Luzes e sombras
Ricardo Seitenfus
(Recebido: 19/08/2924)
Na atual tragicomédia venezuelana sobressaem-se dois atores. O primeiro, Nicolás Maduro Moros, iluminado sob as luzes da ribalta, brilha intensamente. O segundo, o governo cubano, sabe que seu futuro depende do desenlace da crise, escolheu as sombras dos bastidores e o silencio como tática de guerra.
Embora fraudadas, Maduro sofre derrota eleitoral acachapante cujos resultados incontestes foram tornados públicos pela sociedade civil organizada. Inclusive governos, como o brasileiro, que não reconhecem publicamente os resultados, estão cientes de que a oposição venceu.

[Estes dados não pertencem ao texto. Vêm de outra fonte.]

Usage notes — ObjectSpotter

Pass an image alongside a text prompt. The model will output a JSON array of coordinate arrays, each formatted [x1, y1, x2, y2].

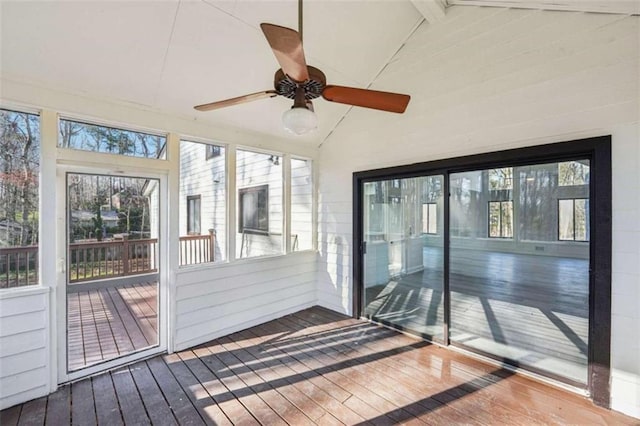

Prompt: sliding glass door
[[363, 175, 444, 340], [354, 138, 611, 395], [449, 159, 589, 384]]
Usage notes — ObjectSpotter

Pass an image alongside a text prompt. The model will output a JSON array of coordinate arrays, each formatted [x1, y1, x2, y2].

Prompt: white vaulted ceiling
[[0, 0, 640, 142], [0, 0, 423, 141]]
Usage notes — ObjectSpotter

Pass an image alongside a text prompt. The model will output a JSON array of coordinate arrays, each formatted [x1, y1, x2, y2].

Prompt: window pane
[[58, 120, 167, 159], [449, 160, 589, 383], [236, 150, 283, 258], [558, 200, 574, 240], [0, 110, 40, 288], [574, 199, 589, 241], [291, 158, 313, 251], [500, 201, 513, 238], [489, 202, 500, 238], [489, 167, 513, 190], [362, 175, 444, 340], [429, 203, 438, 234], [179, 141, 227, 265], [558, 160, 589, 186]]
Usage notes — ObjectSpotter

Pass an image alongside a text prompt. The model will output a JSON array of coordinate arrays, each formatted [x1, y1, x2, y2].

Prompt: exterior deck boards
[[0, 307, 638, 425], [67, 283, 157, 370]]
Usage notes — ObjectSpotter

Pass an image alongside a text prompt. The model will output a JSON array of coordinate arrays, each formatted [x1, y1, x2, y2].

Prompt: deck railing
[[180, 229, 215, 266], [0, 246, 38, 288], [0, 229, 215, 288], [69, 238, 158, 283]]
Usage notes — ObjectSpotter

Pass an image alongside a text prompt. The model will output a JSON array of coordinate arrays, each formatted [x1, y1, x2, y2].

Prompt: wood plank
[[78, 292, 102, 365], [98, 289, 135, 355], [218, 337, 312, 425], [116, 287, 158, 345], [91, 374, 123, 425], [108, 288, 149, 350], [147, 357, 205, 425], [0, 404, 24, 426], [18, 398, 47, 425], [111, 367, 151, 425], [164, 353, 232, 425], [242, 321, 364, 424], [129, 361, 178, 425], [88, 291, 118, 360], [221, 332, 326, 421], [178, 351, 259, 426], [71, 379, 97, 425], [194, 341, 286, 425], [0, 307, 638, 426], [46, 385, 71, 425]]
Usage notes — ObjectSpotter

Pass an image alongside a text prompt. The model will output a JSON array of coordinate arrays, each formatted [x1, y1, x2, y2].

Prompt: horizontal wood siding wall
[[0, 290, 49, 409], [179, 142, 227, 261], [318, 6, 640, 417], [174, 251, 317, 350]]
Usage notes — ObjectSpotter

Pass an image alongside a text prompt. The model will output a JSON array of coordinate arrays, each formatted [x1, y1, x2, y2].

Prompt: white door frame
[[56, 162, 169, 384]]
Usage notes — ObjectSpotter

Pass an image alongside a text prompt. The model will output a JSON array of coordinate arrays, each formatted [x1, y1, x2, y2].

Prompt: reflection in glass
[[449, 160, 589, 384], [179, 140, 227, 266], [236, 149, 283, 259], [363, 176, 444, 339]]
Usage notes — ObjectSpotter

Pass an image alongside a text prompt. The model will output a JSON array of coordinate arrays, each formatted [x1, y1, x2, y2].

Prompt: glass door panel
[[362, 176, 444, 340], [66, 173, 159, 372], [449, 160, 589, 384]]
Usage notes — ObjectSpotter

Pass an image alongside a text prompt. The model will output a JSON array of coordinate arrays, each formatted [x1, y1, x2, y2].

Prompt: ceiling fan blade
[[322, 85, 411, 114], [193, 90, 278, 111], [260, 23, 309, 83]]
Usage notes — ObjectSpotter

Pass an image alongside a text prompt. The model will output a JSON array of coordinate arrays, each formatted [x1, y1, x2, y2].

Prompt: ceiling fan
[[194, 0, 411, 135]]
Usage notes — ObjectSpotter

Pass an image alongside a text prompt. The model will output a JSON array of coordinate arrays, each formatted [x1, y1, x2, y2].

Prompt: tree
[[0, 110, 40, 246]]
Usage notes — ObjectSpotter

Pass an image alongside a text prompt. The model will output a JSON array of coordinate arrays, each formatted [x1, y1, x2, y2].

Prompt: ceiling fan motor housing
[[273, 66, 327, 100]]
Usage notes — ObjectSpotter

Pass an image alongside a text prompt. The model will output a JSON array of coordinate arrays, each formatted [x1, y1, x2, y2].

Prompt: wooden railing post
[[122, 235, 129, 275], [209, 228, 216, 262]]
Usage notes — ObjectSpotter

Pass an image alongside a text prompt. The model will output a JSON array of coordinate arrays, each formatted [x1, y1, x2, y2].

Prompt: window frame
[[0, 104, 42, 295], [56, 115, 169, 160], [422, 202, 438, 235], [351, 135, 612, 407], [237, 184, 270, 235], [186, 194, 202, 235], [557, 197, 589, 243], [487, 200, 513, 240], [209, 146, 222, 160]]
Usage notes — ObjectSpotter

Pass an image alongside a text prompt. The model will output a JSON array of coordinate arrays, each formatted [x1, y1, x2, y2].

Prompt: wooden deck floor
[[365, 248, 589, 383], [67, 283, 158, 371], [0, 308, 638, 426]]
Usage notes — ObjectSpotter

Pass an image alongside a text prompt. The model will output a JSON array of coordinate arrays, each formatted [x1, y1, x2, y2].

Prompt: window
[[489, 201, 513, 238], [238, 185, 269, 234], [291, 158, 313, 251], [187, 195, 200, 235], [205, 145, 222, 160], [558, 160, 589, 186], [235, 149, 284, 259], [58, 120, 167, 159], [422, 203, 438, 234], [0, 109, 40, 288], [558, 198, 589, 241], [179, 140, 227, 266], [489, 167, 513, 191]]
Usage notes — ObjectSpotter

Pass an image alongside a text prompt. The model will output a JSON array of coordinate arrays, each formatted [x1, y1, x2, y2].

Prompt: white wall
[[0, 79, 317, 409], [174, 251, 317, 350], [0, 287, 50, 410], [318, 6, 640, 417]]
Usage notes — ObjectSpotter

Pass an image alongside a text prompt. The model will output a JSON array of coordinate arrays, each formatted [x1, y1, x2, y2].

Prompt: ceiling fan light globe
[[282, 107, 318, 135]]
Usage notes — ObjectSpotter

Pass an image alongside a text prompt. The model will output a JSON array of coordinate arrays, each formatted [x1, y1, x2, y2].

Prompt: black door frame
[[352, 135, 612, 408]]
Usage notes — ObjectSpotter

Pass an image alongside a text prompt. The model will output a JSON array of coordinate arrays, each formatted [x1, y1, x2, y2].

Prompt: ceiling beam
[[411, 0, 446, 23], [448, 0, 640, 15]]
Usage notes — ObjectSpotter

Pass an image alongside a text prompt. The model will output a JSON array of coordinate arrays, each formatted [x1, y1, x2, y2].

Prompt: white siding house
[[0, 0, 640, 419], [317, 6, 640, 417]]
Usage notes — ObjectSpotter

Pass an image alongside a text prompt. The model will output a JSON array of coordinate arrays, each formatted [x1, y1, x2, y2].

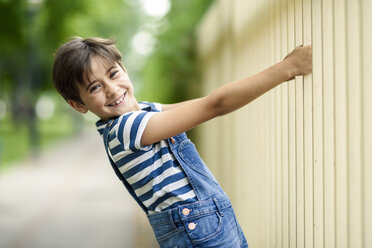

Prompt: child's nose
[[106, 84, 118, 97]]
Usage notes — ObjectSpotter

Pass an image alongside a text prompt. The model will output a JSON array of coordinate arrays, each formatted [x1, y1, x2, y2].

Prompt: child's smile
[[73, 57, 140, 120]]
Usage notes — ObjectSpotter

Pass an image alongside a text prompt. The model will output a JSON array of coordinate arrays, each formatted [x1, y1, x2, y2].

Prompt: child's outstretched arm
[[141, 46, 312, 145]]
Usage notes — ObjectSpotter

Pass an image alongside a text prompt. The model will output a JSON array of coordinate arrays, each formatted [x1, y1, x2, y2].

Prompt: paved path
[[0, 130, 157, 248]]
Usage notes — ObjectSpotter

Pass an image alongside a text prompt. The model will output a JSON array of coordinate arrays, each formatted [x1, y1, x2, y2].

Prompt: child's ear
[[67, 100, 88, 114]]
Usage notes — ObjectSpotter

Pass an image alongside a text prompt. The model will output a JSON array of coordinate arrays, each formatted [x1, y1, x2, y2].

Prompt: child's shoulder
[[138, 101, 162, 112]]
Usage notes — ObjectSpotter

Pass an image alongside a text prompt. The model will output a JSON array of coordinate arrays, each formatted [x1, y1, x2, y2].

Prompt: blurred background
[[0, 0, 212, 247]]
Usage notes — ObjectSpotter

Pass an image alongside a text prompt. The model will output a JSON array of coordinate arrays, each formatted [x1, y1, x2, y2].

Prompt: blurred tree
[[140, 0, 213, 103], [0, 0, 138, 150]]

Para Maduro a equação é simples. Para conservar o poder ele poupa o seu Conselho Eleitoral e ataca seus adversários. Tanto os internos quantos os externos. Se trata de uma típica manobra diversionista para desviar, com efeitos de cena secundários, a atenção sobre o principal. Até o momento esse espichar da corda deu excelentes resultados e já aparecem vozes preconizando que ninguém deve se intrometer no domínio reservado venezuelano.
O Brasil busca uma saída para a enrascada em que se meteu. Entre idas e vindas caóticas e dos erros de uma falida estratégia, Lula declarou, em 20 de julho passado, que não cabe interferência externa no processo eleitoral de outros países. Apesar de fiador dos Acordos de Barbados, Lula abre uma fresta para o Brasil tentar escapulir do imbróglio.

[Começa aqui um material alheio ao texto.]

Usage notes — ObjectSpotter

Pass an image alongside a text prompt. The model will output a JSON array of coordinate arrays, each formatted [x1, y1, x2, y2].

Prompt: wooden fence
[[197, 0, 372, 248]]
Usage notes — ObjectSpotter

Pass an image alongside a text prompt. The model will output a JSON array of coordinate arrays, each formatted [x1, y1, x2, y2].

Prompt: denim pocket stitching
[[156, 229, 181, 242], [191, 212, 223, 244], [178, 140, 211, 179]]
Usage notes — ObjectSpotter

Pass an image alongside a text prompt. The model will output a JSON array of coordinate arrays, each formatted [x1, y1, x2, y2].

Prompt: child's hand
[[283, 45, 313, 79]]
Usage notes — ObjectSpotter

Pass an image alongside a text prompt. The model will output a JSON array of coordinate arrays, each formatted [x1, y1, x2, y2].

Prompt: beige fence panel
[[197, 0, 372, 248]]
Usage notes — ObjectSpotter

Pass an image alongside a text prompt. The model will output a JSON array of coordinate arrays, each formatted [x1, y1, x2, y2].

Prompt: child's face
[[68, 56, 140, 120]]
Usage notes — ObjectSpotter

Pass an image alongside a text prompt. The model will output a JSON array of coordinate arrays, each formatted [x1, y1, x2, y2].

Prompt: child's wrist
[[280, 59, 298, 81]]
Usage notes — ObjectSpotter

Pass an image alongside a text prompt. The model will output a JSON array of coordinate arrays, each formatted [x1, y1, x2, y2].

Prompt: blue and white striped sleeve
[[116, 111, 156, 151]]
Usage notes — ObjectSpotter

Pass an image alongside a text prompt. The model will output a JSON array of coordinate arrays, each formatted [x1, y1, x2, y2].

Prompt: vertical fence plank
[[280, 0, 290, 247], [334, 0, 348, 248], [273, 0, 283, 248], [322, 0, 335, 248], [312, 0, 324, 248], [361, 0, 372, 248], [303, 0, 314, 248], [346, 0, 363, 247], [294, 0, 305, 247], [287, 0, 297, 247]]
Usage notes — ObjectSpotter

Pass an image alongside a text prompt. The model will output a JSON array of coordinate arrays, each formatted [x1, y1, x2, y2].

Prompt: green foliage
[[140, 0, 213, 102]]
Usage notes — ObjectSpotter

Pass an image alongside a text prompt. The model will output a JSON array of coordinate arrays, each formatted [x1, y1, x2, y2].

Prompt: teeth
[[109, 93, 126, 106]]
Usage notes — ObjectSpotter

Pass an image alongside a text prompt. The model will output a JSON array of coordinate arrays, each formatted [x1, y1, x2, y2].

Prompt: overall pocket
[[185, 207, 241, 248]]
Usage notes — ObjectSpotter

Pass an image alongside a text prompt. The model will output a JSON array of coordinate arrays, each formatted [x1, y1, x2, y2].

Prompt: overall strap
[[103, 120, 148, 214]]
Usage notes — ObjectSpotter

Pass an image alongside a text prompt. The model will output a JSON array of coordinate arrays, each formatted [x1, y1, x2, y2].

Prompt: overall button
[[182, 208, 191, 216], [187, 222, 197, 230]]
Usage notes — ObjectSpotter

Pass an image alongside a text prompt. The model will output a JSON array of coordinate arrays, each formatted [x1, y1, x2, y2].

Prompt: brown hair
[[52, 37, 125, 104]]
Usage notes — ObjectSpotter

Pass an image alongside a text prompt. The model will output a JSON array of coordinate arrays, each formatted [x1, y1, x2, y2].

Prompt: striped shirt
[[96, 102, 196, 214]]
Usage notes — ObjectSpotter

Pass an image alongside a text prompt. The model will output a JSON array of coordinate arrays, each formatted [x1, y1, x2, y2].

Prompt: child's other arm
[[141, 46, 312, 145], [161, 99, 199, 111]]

Contrastando com uma crise exposta em praça pública, com uma esquerda dividida entre democratas e golpistas, e um Maduro malandro e, segundo um ditado gaúcho, mais liso que muçum ensaboado, escondido nos recônditos mais sombrios do cenário deste drama kafkiano, está o ator cubano.
Maduro se beneficia da proteção brasileira e cubana. A nossa decorre de fronteiras comuns, da migração venezuelana e de interesses econômicos. Outra é a natureza do interesse cubano.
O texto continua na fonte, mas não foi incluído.